Emerging markets have seen significant divergence in performance thus far in 2015, both between and within individual markets. Still, the overall asset class has continued to struggle, with heightened risk aversion and significant capital outflows given slower GDP growth in China, currency devaluations, expectations for U.S. interest rate hikes, and, for raw materials exporters, pressure from low commodity prices. Looking ahead, although risks remain, we believe recent underperformance may have troughed, particularly in light of compelling valuations in a benign global economic climate.

Growth Continues to Be Scarce

While macro events have recently dominated markets, the fundamental case we've made for years is worth revisiting. Emerging market countries make up half of global GDP and, despite weakness, have been a significant driver of incremental growth in 2015; emerging markets' debt load, at the national and consumer levels, is far below that of developed market counterparts. Given subdued global growth, we believe emerging markets with a domestic orientation, especially in Asia, may continue to be advantaged.

We have a longstanding preference for domestically focused businesses and sectors but remain cautious towards exporters. For example, the defensive characteristics of consumer staples businesses, along with globally low valuations, have led to the sector trading at a significant premium to the rest of emerging markets.

Commodity Exporters vs. Importers

Commodity prices have remained depressed, due to China's slowdown and new capacity. As such, commodity exporting markets like Brazil and sectors including materials, industrials and energy have faced headwinds. Still, we think the selloff in commodities and cyclical stocks may offer select opportunities in a few quality-oriented names.

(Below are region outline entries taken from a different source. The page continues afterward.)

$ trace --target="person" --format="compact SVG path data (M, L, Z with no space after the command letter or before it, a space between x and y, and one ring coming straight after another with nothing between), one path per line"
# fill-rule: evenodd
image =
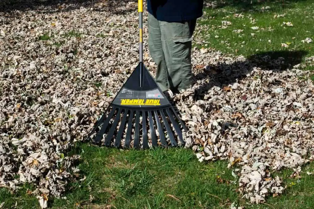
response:
M192 78L192 37L203 0L147 0L149 50L157 65L156 81L171 98Z

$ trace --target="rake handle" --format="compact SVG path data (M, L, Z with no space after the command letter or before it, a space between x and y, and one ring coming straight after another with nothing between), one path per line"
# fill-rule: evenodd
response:
M143 87L143 0L138 0L138 13L139 16L139 80L140 86Z

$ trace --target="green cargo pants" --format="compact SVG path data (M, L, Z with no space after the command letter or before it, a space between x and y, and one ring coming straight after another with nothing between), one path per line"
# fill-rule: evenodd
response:
M188 88L192 77L192 35L196 20L168 22L148 15L149 48L157 65L156 82L163 91Z

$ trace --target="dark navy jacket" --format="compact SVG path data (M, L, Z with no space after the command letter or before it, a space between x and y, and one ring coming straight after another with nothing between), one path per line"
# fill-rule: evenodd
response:
M203 14L203 0L147 0L147 11L159 20L181 22Z

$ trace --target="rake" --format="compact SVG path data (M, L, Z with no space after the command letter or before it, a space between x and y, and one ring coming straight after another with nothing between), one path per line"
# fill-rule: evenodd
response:
M184 145L188 130L143 62L143 0L138 0L139 62L88 138L106 146Z

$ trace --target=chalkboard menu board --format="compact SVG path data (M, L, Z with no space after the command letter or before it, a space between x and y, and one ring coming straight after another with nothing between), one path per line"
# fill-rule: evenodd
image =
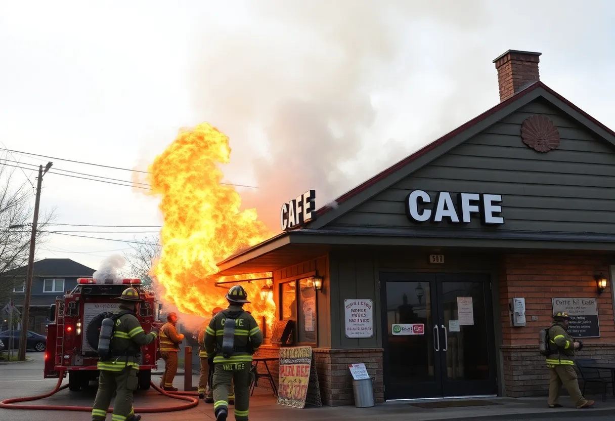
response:
M568 333L573 338L599 338L598 303L595 298L554 298L553 314L565 311L570 316Z

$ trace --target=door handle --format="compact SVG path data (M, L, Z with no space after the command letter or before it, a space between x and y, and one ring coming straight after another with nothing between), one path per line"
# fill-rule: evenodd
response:
M448 334L446 332L446 328L442 325L442 329L444 329L444 349L442 351L448 350Z

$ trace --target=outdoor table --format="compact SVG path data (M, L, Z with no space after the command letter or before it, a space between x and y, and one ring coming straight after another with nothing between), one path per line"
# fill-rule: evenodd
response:
M252 369L254 371L255 377L254 382L252 383L252 391L250 394L250 396L254 394L254 388L257 385L258 379L261 378L269 380L271 388L273 389L274 396L277 396L277 388L276 387L275 382L273 381L273 376L271 375L271 372L269 369L269 366L267 365L267 361L277 361L278 359L279 358L277 357L254 357L252 359ZM258 372L256 369L259 363L263 363L264 364L265 369L267 370L266 374Z

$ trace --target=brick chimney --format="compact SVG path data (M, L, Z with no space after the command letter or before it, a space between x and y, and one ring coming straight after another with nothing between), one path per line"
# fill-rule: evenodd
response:
M498 69L500 102L508 99L526 85L540 80L539 57L541 53L509 50L493 60Z

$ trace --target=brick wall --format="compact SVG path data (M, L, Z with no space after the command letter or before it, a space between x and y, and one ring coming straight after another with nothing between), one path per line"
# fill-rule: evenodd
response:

Of course, low raw material prices (and related low inflation) are positives for commodity importers. For these markets, inflation and fiscal balance sheets have improved, and both manufacturers and consumers have benefited from lower input costs. Even if prices stabilize, we believe they are likely to remain relatively low, which could provide a tailwind for consumers and producers with pricing power.

Inflation Is Generally Down, Reflecting Lower Commodity Prices

Consumer Price Index (year-over-year % change)

Source: Bloomberg, data as of November 2, 2015.

Policy Matters

After initial euphoria in markets such as India and Indonesia, where new leadership was chosen to drive reform, investors are adjusting to the reality that change is tougher to implement in large democracies. Elsewhere, we see China's shift from an unprecedented high GDP growth rate as positive because the country is moving from dependence on fixed-asset investment to a focus on consumption. To us, this represents a move toward more sustainable growth, and may create compelling long-term domestic investment opportunities. If that is the case, low valuations, stabilization and more sanguine sentiment could drive upside for bottom-up investors in various niche areas.

Areas for Vigilance

While our expectations are somewhat optimistic, risks remain. The market continues to focus on two themes: the possibility of further slowing in China and potential effects of Fed rate increases. On the first topic, we think China's slowdown is to be expected considering its shifting economic mix, and that the market needs to "get over" its obsession with China's percentage growth rate, given its place as the world's second-largest economy. On the second, although economies that are less sensitive to Fed policy may do better, we believe that currency depreciations are generally behind us, suggesting the potential for improving current account balances.

Appealing Valuations

In our view, recent downward earnings revisions were primarily related to commodity and cyclical factors. While emerging markets companies were not used to slowing revenue growth, they have finally adjusted to the reality. With capital expenditures stabilizing, a focus on margins and cash flow may start to materialize. Current valuations are factoring in a bearish scenario, giving us scope for cautious optimism.

Emerging Markets Offer a Substantial Valuation Discount on Projected Growth

Forward Price/Earnings to Growth Ratio

Source: Bloomberg, data as of September 30, 2015.

Although risks remain elevated, the key appeal of emerging equity markets-the potential for higher growth-seems particularly valid in a slower growth world. We see potential for outperformance in identifying the markets and stocks that appear well positioned to deliver on that potential, led by domestically oriented businesses with pricing power and good earnings visibility.